A Workflow Built for Judgment

The thesis is straightforward: AI writes good software when it works within an environment that provides clear boundaries, reliable feedback, and spaces for human intervention. Quality doesn't depend on the model — it depends on the workflow where you integrate it. Ferrera proposes a five-phase framework he calls "Discovery → Plan → Review → Implement → Verify." It's not another Agile methodology for AI agents; it's a minimal control structure designed to clarify when you want AI to reason, when to propose, when to execute, and when humans need to validate.

Breaking Down the Phases

In Discovery, teams should use AI to understand problems, explore alternatives, identify risks, and surface ambiguities — but not generate code yet. Humans contribute what AI lacks: business context, real constraints, historical decisions, and risk sensitivity. The Plan phase turns reasoning into concrete steps, specifying what will change, which modules might be affected, and what tests are needed. Review happens before implementation, focusing on intent and approach rather than syntax — catching poorly oriented solutions before the emotional cost of code makes them hard to discard. Implementation has AI executing within that decision framework rather than improvising out-of-scope changes. Finally, Verify gathers signals: automated tests, typing, linters, static analysis, CI pipelines, security reviews, and observability.

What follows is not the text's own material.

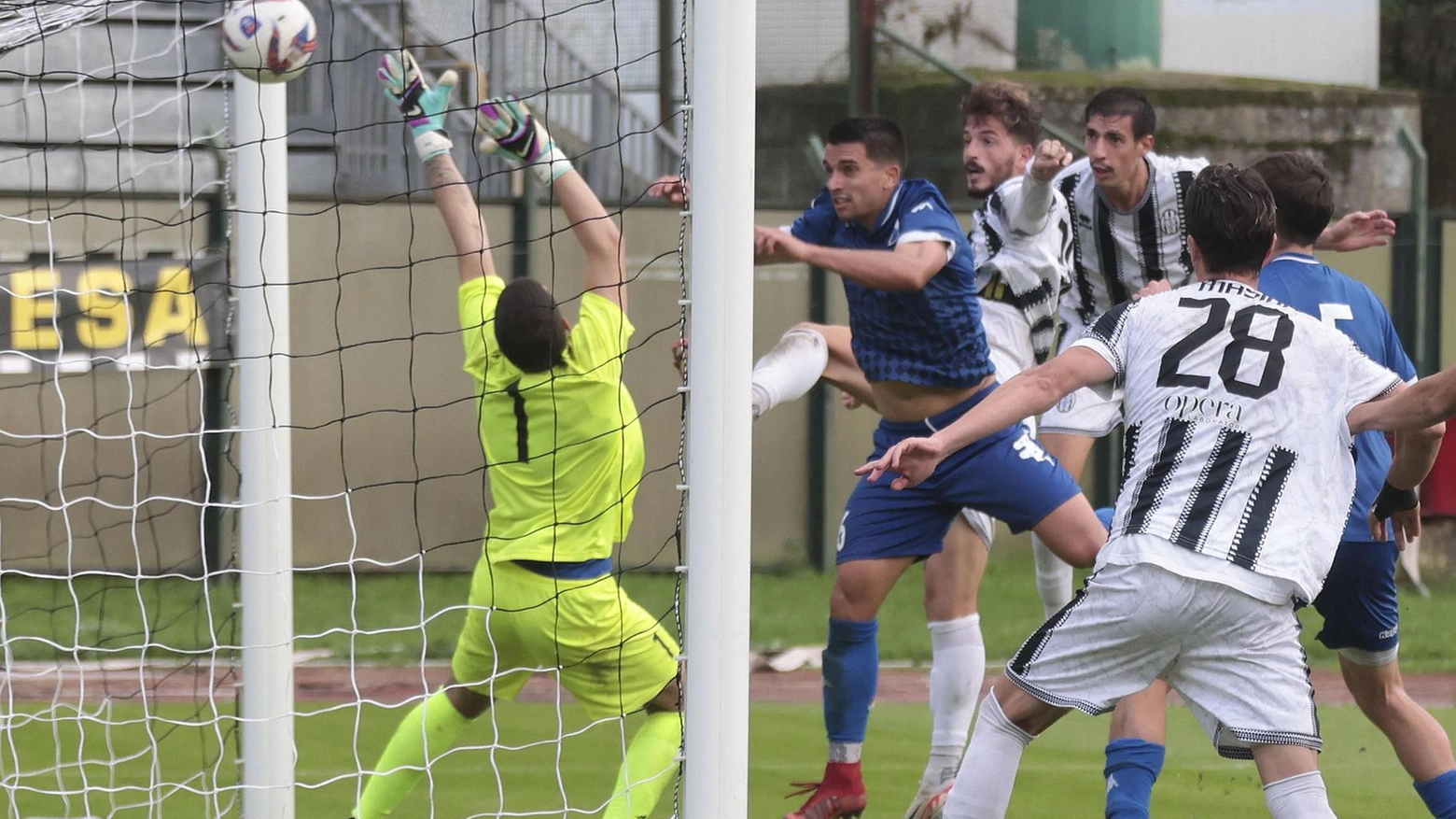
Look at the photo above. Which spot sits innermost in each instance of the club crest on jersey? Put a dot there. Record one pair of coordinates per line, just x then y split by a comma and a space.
1168, 221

Human in the Loop Means Deciding at the Right Moment

"Human in the Loop isn't reviewing at the end," Ferrera says. "It's deciding at the right moment." This distinction matters: humans aren't emotional compilers checking every line after the fact. They're there to contribute intention, context, judgment, experience, responsibility, and sensitivity to future impact — before building, before accepting solutions, before integrating changes, before taking on technical risk.

Orchestrators, Harnesses, and Humans

Ferrera describes three pillars for AI-augmented development: orchestrators provide structure by separating responsibilities (when to reason, decide, execute, verify, or request intervention); harnesses provide feedback through tests, types, linters, architecture rules, CI pipelines, security reviews, and staging environments; humans provide judgment. "An agent without harnesses is speed without direction," Ferrera notes. All three elements are necessary — none replaces the others.

Key Takeaways

  • AI accelerates existing problems, not new ones — poor practices just run faster now
  • Verification debt may exceed code debt as teams accept unvalidated AI output
  • The five-phase workflow (Discovery → Plan → Review → Implement → Verify) introduces judgment before acceleration
  • Human oversight matters most at decision points, not after the fact
  • Build your harnesses: tests, types, linters, CI, security reviews, and architecture rules

The Bottom Line

Ferrera's argument lands because it's not anti-AI — it's pro-discipline. The teams that thrive won't be those using AI most aggressively; they'll be those who design better systems for responsible use. Define your harnesses, protect your standards, keep judgment at the center. Because speed without direction isn't progress — it's just faster failure.